Ia mengaku telah melapor ke Presiden Joko Widodo (Jokowi), soal usulan PP Muhammadiyah, yakni agar 28 Juni 2023, libur.

Muhammadiyah menyampaikan usulan itu, jika terdapat perbedaan Iduladha 1444 H dengan pemerintah.

“Kalau lapor, sudah,” akuan Muhadjir di Kawasan Istana Negara, Jakarta, Senin (12/6/2023).

Namun, ia menyatakan belum mendapat arahan dari Jokowi untuk menindaklanjuti usulan tersebut.

“Kan cuti bersama itu ‘kan pakai perpres. Kalau presiden belum memberikan arahan, ya, belum,” jelas Muhadjir.

Sampai saat ini, pemerintah belum menetapkan tanggal jatuhnya Iduladha 1444 Hijriah.
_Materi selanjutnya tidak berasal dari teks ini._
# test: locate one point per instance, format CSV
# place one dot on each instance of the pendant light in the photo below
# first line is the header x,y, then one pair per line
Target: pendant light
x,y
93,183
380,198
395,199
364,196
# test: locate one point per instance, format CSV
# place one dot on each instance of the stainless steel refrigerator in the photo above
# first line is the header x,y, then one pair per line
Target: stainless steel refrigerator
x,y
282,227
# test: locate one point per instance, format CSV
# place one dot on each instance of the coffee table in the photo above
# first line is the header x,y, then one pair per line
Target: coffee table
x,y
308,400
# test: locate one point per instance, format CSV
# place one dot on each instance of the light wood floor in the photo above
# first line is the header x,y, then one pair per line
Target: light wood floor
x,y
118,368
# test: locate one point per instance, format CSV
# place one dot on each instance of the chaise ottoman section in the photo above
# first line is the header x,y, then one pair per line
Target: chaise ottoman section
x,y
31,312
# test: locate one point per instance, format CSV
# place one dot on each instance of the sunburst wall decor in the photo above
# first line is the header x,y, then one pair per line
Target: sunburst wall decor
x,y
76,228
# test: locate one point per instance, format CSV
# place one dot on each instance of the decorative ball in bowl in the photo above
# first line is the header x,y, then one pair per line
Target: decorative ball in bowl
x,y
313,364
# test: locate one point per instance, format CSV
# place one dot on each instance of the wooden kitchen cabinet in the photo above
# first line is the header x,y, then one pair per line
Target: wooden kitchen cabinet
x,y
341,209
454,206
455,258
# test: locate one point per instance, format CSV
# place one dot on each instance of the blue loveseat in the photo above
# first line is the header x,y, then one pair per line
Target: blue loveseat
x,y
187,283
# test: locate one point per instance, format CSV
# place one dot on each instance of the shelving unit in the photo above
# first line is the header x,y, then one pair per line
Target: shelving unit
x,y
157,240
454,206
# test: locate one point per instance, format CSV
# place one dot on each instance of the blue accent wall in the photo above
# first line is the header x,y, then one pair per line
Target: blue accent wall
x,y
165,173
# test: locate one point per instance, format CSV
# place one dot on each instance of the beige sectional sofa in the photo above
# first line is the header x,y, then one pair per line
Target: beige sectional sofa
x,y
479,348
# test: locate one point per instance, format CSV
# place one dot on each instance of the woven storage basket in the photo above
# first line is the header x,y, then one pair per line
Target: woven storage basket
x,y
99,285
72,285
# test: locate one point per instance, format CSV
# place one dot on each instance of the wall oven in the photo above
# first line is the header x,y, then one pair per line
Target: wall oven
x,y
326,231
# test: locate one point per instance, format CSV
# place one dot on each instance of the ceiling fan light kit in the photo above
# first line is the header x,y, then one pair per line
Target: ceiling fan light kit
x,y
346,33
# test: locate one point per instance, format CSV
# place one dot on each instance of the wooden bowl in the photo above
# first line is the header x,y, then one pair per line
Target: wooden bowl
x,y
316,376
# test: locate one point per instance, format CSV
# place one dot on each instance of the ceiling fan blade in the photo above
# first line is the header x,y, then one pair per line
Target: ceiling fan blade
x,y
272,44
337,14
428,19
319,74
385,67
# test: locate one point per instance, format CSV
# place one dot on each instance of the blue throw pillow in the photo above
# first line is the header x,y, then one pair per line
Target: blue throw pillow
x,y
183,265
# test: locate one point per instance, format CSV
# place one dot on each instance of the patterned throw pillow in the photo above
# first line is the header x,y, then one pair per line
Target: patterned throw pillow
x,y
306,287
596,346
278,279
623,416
Kementerian Agama (Kemenag), baru menjadwalkan sidang isbat, yakni pada Ahad (18/6/2023) mendatang.

Baca juga:

Adapun berdasarkan Maklumat Pimpinan Pusat (PP) Muhammadiyah tentang Penetapan Hasil Hisab Ramadan, Syawal, dan Zulhijah 1444 H, dijelaskan jika Iduladha (10 Zulhijah) 1444 H, jatuh pada Rabu (28/6/2023).

Keputusan ini berdasarkan kriteria hisab hakiki wujudul hilal.

Sekretaris Umum PP Muhammadiyah Abdul Mu’ti, menjelaskan, perhitungan dari Majelis Tarjih dan Tajdid PP Muhammadiyah ini sangat potensial berbeda dengan Kemenag.

Sebab, tinggi hilal pada 29 Zulkaidah 1444 H, kurang dari tiga derajat.

Atas dasar itulah, besar kemungkinan sidang isbat yang digelar Kemenag, akan menetapkan jatuhnya Iduladha pada Kamis (29/6/2023).

Maka usul agar tanggal 28 Juni 2023 juga diliburkan, disuarakan, supaya warga Muhammadiyah dapat melaksanakan Salat Id dengan tenang dan khusyuk.

Mu’ti menyampaikan jika beberapa tahun lalu, banyak anggota Muhammadiyah yang telah menjadi PNS dan ASN di berbagai daerah, harus berangkat ke kantor saat warga Muhammadiyah lainnya melaksanakan Salat Id.

“Saya kira yang pegawai negeri setuju [usul 28 Juni diliburkan]. Ini usul Pak Wakil Wali Kota,” kata Mu’ti.

“Karena pernah ada warga Muhammadiyah yang menjadi ASN, tidak ikut lebaran [Iduladha], karena harus pergi ke kantor,” tutupnya.